*Questo è il secondo pezzo dedicato all’Associazione sportiva La Drôla. Potato Pie Bad Business ne racconterà la storia e rifletterà su questa fortissima umanità, quella che ci mette di fronte questa squadra. Ogni settimana un pezzo; come ogni sabato la partita. Senza un obiettivo vero – sarebbe pretestuoso -, se non un carotaggio sulla detenzione e su come, da uomini, possiamo vivere con altri uomini. Al fondo di ogni pezzo un indice di quelli precedenti.
Sin da ora, per tutti quelli che seguiranno, un grazie a Walter, Mauro, Eliana, Andrea, Emiliano, a chi rende possibile l’uscita di questo pezzo e che si riconosce in questo scarno ringraziamento, e in quelli che verranno.
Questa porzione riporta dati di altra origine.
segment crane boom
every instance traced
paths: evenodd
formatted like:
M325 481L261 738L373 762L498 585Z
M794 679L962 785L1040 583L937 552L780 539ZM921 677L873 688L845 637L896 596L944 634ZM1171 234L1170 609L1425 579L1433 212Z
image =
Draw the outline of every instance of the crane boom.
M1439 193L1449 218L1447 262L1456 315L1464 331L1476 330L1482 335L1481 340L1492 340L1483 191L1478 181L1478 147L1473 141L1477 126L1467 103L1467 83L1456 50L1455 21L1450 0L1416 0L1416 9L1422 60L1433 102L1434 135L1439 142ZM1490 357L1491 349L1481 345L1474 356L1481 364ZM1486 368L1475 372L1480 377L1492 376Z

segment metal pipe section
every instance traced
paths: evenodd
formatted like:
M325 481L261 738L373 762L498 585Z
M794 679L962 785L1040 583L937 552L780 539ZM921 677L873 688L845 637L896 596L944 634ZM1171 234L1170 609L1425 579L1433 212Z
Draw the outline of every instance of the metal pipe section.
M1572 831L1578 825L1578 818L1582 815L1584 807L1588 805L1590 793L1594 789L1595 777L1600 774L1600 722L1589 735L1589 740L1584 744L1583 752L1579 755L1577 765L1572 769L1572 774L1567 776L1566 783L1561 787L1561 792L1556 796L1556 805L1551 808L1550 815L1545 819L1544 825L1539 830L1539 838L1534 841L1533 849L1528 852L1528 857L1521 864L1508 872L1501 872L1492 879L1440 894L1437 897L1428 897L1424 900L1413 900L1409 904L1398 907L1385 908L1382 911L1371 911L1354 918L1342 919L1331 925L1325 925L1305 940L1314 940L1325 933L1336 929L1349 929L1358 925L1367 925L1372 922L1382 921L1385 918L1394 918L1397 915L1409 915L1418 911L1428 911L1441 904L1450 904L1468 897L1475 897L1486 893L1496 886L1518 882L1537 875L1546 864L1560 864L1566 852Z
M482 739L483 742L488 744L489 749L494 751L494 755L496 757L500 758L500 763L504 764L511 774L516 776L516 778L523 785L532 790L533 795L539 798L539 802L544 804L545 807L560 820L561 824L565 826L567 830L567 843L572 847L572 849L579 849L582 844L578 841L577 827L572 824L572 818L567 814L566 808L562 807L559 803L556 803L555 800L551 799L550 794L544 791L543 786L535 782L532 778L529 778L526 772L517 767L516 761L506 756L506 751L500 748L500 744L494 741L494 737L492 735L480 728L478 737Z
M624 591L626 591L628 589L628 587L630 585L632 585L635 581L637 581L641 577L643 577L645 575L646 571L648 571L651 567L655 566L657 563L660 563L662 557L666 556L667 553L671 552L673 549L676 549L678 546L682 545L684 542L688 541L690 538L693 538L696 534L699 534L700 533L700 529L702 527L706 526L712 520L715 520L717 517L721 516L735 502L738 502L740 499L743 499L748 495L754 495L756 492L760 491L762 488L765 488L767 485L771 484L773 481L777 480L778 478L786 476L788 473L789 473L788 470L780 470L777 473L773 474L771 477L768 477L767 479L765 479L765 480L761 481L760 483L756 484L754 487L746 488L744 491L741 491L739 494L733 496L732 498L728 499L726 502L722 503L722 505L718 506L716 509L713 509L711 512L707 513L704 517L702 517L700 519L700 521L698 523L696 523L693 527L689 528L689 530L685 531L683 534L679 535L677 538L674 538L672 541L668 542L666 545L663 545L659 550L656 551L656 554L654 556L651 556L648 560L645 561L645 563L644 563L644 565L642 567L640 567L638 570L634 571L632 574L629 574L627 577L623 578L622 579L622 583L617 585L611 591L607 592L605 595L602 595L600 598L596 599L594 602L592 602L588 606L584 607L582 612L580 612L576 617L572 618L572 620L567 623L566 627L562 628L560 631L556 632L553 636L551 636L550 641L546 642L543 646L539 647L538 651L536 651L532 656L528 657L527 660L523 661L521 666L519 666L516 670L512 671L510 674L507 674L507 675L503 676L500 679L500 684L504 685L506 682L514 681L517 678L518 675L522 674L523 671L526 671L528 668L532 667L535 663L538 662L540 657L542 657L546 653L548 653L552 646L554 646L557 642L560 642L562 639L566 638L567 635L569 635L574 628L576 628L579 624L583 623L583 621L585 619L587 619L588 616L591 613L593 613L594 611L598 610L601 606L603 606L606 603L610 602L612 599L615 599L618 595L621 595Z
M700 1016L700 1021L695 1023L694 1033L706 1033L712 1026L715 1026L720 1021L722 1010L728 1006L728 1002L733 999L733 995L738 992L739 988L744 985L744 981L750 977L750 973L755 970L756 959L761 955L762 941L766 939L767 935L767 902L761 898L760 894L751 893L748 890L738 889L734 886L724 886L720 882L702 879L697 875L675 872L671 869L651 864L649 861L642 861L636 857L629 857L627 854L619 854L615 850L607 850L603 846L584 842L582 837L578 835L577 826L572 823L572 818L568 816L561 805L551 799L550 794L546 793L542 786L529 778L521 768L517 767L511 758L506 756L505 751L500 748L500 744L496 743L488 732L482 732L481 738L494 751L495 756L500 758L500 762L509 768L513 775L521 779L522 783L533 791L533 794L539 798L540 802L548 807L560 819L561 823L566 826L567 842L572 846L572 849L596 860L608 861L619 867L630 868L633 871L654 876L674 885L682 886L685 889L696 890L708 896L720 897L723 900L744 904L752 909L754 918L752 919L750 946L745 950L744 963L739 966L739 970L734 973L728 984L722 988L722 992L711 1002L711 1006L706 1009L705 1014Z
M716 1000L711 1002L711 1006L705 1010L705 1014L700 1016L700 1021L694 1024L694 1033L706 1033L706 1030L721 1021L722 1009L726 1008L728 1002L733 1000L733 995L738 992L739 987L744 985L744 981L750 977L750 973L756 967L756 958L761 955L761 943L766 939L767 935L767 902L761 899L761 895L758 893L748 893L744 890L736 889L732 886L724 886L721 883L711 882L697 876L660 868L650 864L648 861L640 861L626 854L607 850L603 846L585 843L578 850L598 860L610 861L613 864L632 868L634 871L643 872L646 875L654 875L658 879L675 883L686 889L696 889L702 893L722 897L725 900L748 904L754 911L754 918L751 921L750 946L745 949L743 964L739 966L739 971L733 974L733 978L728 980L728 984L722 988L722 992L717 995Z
La giornata è di quelle autunnali e torinesi. Alle due, davanti al carcere, un autobus al suo capolinea aspetta che qualcuno ci salga. Il sole è altissimo, riesce a scaldare le ossa. Con l’andare delle ore poi diventerà freddo; e il disco astrale si nasconderà, filtrato dall’abituale velo grigio che ricopre il Piemonte in questi mesi. E’ strano e particolare che ogni articolo che parla di qualcosa di duro e d’imponente inizi sempre con la descrizione del clima. E’ un tentativo di contestualizzare un sentimento, in realtà. Di prendere la giusta distanza dal problema, una sorta di preliminare, come era l’accendersi la pipa per qualche scrittore inglese dell’Ottocento. Il carcere è davvero brutto, e non è il caso di cercare aggettivi più circospetti o precipui. Il cemento armato e i rinforzi di ferro annegati, come ossa scarnificate, sono visibili e spuntano crudi dalle spelature angolate degli edifici.